Viola set for fine tuning
By John Fay • firstname.lastname@example.org • March 15, 2009
SARASOTA, Fla. - Left-hander Pedro Viola clearly has the arm to make the jump from Double-A to the big leagues.
The Reds probably don't have a spot to accommodate the move this spring.
"I don't know if it's right now or not," manager Dusty Baker said. "You usually carry two left-handers. Billy Bray is not hurt. If Bray was hurt, it would be a different story."
Bray is dealing with a slightly strained left hamstring. He's unable to pitch in games - the Reds don't want to risk him covering first - but he is throwing live batting practice.
If Bray doesn't get healthy in time, Viola could very well make the club.
Viola has pitched three times - twice for the Reds and once for the Dominican Republic in the World Baseball Classic - this spring. He's retired all nine batters he's faced, three by strikeout.
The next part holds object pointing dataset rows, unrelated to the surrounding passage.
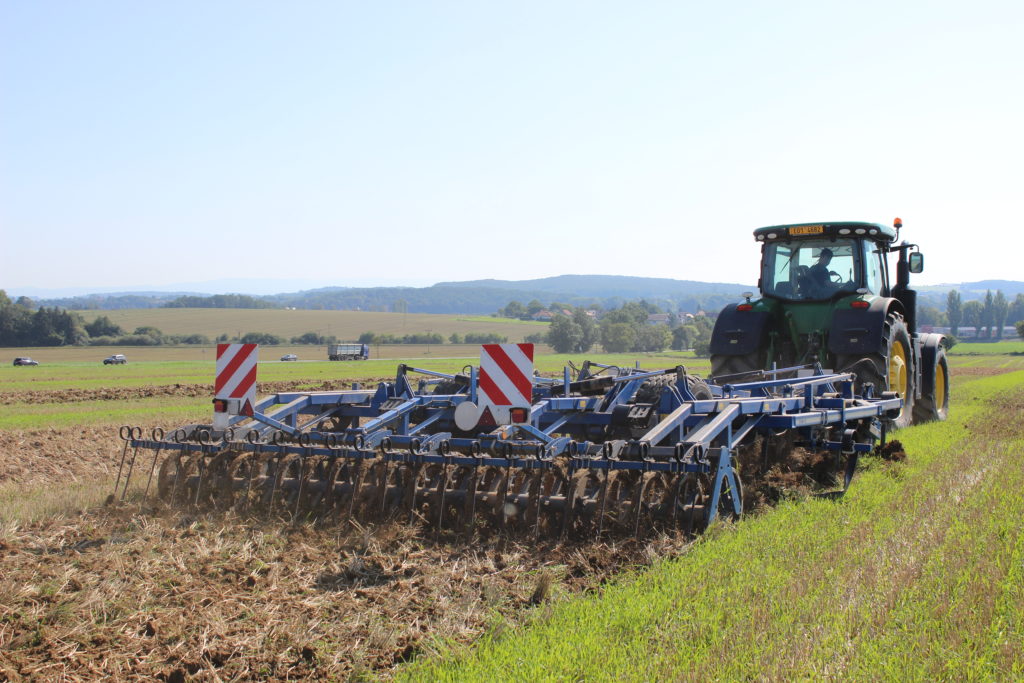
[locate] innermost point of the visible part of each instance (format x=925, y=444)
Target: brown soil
x=52, y=457
x=119, y=593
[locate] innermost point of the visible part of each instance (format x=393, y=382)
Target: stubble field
x=915, y=573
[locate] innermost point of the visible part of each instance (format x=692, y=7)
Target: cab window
x=811, y=269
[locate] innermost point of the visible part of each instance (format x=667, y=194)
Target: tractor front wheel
x=935, y=403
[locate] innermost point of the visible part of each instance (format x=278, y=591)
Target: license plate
x=807, y=229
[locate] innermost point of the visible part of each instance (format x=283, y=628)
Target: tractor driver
x=819, y=274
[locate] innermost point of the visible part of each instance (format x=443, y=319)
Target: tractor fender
x=930, y=345
x=738, y=332
x=859, y=331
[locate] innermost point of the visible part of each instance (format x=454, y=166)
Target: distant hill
x=610, y=286
x=486, y=296
x=1009, y=287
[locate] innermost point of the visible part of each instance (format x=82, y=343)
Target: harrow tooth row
x=607, y=452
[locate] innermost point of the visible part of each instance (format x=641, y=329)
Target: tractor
x=827, y=301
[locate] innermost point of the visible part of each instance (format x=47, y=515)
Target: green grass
x=915, y=574
x=505, y=321
x=345, y=325
x=987, y=348
x=164, y=411
x=57, y=411
x=57, y=376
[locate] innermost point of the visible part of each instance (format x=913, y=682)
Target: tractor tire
x=935, y=404
x=889, y=371
x=734, y=365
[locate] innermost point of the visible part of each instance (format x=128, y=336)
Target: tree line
x=432, y=338
x=991, y=313
x=626, y=329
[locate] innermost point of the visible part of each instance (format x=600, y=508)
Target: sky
x=288, y=145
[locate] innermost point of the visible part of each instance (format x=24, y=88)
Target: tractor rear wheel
x=935, y=404
x=892, y=370
x=735, y=365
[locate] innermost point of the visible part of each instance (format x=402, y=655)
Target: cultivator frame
x=601, y=447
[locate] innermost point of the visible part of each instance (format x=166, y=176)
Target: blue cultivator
x=599, y=449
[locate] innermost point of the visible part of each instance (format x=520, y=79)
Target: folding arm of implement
x=620, y=449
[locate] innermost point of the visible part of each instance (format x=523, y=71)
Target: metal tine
x=177, y=476
x=472, y=499
x=153, y=468
x=443, y=489
x=504, y=497
x=303, y=468
x=327, y=500
x=124, y=454
x=675, y=498
x=412, y=485
x=604, y=500
x=641, y=485
x=131, y=467
x=276, y=478
x=356, y=487
x=384, y=467
x=537, y=512
x=254, y=462
x=202, y=471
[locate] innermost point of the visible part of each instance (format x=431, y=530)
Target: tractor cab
x=821, y=262
x=827, y=301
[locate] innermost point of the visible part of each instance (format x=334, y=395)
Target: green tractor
x=827, y=299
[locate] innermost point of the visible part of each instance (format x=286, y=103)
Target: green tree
x=307, y=338
x=954, y=310
x=1016, y=311
x=261, y=338
x=653, y=338
x=102, y=326
x=617, y=337
x=973, y=314
x=931, y=315
x=987, y=313
x=564, y=335
x=514, y=309
x=589, y=332
x=680, y=338
x=1000, y=308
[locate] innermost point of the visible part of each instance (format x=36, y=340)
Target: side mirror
x=916, y=261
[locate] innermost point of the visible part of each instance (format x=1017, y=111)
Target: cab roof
x=845, y=228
"I remember we took Steve Howe with the Dodgers," Baker said. "He was out of Double-A. He ended up being our closer. That was a big step."
"A lot of it is the confidence of the young man and the catcher you have to lead the young man through the forest - as Van Morrison would say."
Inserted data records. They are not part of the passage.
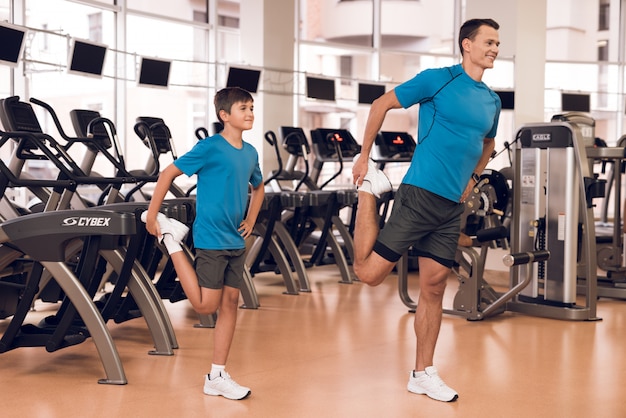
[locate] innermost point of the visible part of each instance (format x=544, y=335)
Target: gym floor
x=343, y=350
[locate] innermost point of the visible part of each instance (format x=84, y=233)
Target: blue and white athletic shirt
x=223, y=175
x=456, y=114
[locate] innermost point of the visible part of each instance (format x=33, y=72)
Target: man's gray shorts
x=424, y=220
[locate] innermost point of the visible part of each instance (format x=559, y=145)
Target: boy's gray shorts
x=218, y=268
x=424, y=220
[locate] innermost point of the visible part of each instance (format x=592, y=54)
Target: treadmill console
x=160, y=133
x=324, y=141
x=293, y=139
x=393, y=147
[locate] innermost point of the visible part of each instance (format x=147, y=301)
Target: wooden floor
x=343, y=350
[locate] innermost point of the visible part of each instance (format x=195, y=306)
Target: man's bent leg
x=368, y=266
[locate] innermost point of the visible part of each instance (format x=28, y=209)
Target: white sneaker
x=224, y=386
x=429, y=383
x=375, y=181
x=174, y=227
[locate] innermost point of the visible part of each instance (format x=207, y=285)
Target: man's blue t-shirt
x=456, y=114
x=223, y=176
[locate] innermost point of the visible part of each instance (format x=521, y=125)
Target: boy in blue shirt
x=225, y=166
x=458, y=119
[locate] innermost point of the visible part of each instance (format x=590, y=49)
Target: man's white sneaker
x=224, y=385
x=175, y=228
x=429, y=383
x=375, y=181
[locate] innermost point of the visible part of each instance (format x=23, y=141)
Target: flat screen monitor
x=12, y=43
x=370, y=92
x=507, y=98
x=154, y=72
x=86, y=58
x=245, y=78
x=320, y=88
x=575, y=102
x=294, y=139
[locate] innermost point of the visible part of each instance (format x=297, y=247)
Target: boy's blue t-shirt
x=456, y=114
x=223, y=176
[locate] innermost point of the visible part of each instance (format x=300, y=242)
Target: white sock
x=366, y=186
x=171, y=245
x=216, y=369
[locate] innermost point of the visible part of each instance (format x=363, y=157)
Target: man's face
x=483, y=50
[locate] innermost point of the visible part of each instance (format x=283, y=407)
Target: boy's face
x=241, y=115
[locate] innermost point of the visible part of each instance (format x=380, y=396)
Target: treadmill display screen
x=395, y=144
x=325, y=140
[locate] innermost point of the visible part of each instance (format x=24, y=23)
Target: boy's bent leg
x=199, y=297
x=368, y=266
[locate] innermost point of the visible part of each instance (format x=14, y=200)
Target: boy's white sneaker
x=429, y=383
x=224, y=385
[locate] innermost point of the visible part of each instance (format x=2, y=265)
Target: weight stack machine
x=553, y=190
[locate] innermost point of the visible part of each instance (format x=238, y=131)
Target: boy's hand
x=245, y=228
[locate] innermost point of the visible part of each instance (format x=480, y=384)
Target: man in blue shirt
x=458, y=119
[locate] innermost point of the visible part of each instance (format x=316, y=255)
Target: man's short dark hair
x=469, y=29
x=227, y=97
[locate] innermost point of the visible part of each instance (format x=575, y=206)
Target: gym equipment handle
x=511, y=260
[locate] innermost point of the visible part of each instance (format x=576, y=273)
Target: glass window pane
x=174, y=9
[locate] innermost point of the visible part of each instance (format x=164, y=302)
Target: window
x=604, y=15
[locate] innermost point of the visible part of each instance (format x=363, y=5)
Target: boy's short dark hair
x=227, y=97
x=469, y=29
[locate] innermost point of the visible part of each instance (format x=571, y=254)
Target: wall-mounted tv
x=575, y=102
x=370, y=92
x=245, y=78
x=86, y=58
x=12, y=43
x=320, y=88
x=154, y=73
x=507, y=98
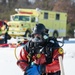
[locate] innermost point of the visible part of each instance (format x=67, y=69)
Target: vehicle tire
x=55, y=34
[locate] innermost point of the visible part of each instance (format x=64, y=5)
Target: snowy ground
x=8, y=61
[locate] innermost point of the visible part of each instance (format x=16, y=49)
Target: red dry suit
x=51, y=63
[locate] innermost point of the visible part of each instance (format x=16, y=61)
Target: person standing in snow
x=40, y=55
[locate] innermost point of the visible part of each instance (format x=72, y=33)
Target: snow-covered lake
x=8, y=61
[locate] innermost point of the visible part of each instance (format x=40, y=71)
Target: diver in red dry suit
x=39, y=56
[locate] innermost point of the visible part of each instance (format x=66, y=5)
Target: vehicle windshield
x=21, y=18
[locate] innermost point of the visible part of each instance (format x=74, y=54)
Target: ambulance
x=22, y=22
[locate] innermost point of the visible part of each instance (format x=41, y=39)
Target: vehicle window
x=45, y=15
x=57, y=16
x=21, y=18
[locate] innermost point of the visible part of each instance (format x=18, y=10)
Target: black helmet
x=39, y=29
Viola is 25 years old. But he's only been in the Reds system for three years. The Reds signed him after the San Francisco Giants released him in 2005, just four months after signing him.
"All he had was a fastball when he was with the Giants," said Mario Soto, a Reds special assistant and the team's Dominican pitching guru. "He's got a great arm."
Soto taught Viola the changeup.
With the new pitch, Viola went 3-5 with a 2.04 ERA in the Dominican Summer League in 2006.
The following summer Mike LaCoss, then a Reds' roving instructor, taught Viola the curveball.
Viola went a combined 3-2 with a 1.42 ERA in stops at Dayton, Sarasota and Chattanooga.
"His curveball is better than his changeup now," Soto said.
Last year, Viola went 4-7 with a 4.48 ERA at Chattanooga.
"I was kind of wild at the beginning," he said. "But then I pitched better."
Soto is fan of Viola's and not just because of his stuff.
"He's one of the hardest workers we've got," Soto said. "This kid really wants to be good."